New research published in the journal Frontiers in Ecology and the Environment on March 4, 2019, indicates that alien invasions are causing extinctions of native animals. Humans are mostly to blame.
When humans throw the world of plants and animals out of balance, the result is extinctions. We can destroy God’s designed balance when we introduce a non-native species into an environment. The introduced species without natural predators uses up local resources leaving native species without food. There are many examples.
One example is the brown tree snake (Boiga irregularis) which was accidentally introduced to Guam aboard a military cargo ship after World War II. Those snakes are native to Australia and Indonesia where natural predators control them. On Guam, they have decimated 50 percent of the native bird and lizard species and two of the three bat species on the island. The brown tree snakes considered those native species to be tasty treats, and the snakes had no predators to control them. The result was the extinction of many species, some of which existed nowhere else on Earth. Alien invasions of brown tree snakes forever changed the ecosystem of Guam.
In other cases, humans throw nature out of balance by their direct actions. An example of that is the over-hunting of sea otters. Sea otters kept the purple sea urchins in check. Steller’s sea cows (Hydrodamalis gigas)were giant relatives of manatees, and they lived on kelp. Without control by sea otters, the purple sea urchins ate so much of the kelp that Steller’s sea cows had no food, and they became extinct. However, the research project indicated that direct interference by humans in cases like this has less impact on extinctions than the alien invasions have.
Sometimes humans make the mistake of bringing in another non-native species to control the first one. That technique often makes the problems worse. Usually, by the time people discover the problem of alien invasions, it’s too late to fix it.

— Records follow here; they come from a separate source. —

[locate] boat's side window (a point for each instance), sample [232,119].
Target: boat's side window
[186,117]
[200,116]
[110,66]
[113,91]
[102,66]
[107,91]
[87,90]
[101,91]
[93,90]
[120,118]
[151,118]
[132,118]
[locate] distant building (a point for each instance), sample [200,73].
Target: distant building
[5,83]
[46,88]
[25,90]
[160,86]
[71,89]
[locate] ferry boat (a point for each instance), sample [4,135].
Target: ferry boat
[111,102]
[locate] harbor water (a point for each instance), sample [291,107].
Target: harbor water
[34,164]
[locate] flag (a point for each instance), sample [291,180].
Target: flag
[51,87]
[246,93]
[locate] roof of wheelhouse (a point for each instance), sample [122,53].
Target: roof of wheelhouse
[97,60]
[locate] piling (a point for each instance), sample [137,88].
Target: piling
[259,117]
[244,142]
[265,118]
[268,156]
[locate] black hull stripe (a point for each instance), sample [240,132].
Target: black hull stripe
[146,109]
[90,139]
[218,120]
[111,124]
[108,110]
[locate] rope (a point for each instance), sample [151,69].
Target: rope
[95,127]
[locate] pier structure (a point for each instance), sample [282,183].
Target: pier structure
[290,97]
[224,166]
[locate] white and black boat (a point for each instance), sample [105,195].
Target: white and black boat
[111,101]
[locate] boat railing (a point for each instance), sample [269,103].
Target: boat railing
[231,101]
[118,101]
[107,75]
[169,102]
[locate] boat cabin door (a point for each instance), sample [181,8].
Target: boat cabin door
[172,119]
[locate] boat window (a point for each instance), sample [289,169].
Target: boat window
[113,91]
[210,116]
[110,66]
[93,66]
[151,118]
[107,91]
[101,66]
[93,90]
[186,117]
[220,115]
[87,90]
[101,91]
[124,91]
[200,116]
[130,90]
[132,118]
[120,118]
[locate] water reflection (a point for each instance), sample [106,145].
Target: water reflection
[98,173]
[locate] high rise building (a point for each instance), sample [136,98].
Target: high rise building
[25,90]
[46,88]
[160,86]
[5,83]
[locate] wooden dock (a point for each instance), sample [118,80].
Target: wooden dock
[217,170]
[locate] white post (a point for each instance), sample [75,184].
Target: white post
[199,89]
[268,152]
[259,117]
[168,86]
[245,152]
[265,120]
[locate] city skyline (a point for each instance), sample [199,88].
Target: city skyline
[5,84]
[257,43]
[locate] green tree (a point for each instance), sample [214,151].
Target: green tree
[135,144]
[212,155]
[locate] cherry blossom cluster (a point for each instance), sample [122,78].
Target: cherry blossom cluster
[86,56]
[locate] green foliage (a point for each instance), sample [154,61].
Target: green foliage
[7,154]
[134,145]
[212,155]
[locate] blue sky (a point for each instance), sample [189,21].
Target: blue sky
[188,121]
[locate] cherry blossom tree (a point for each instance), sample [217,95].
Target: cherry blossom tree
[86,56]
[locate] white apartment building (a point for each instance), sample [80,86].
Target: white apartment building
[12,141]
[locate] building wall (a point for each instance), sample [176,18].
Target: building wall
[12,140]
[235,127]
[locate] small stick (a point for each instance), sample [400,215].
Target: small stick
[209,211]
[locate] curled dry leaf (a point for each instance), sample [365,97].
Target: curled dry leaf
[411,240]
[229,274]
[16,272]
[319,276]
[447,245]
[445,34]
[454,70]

The research concludes that 25 percent of plant extinctions and 33 percent of animal extinctions were caused by alien invasions – the introduction of non-native species. The bottom line is that humans have not been good stewards of the planet God has given us to enjoy and protect. God gave humans the responsibility to have dominion over creation and “rule over the fish of the sea and the birds of the air and over every living creature that moves on the ground” (Genesis 1:28). Romans 13:1-4 indicates that those who rule over people have the responsibility to protect. We might say the same of us who rule over the creatures.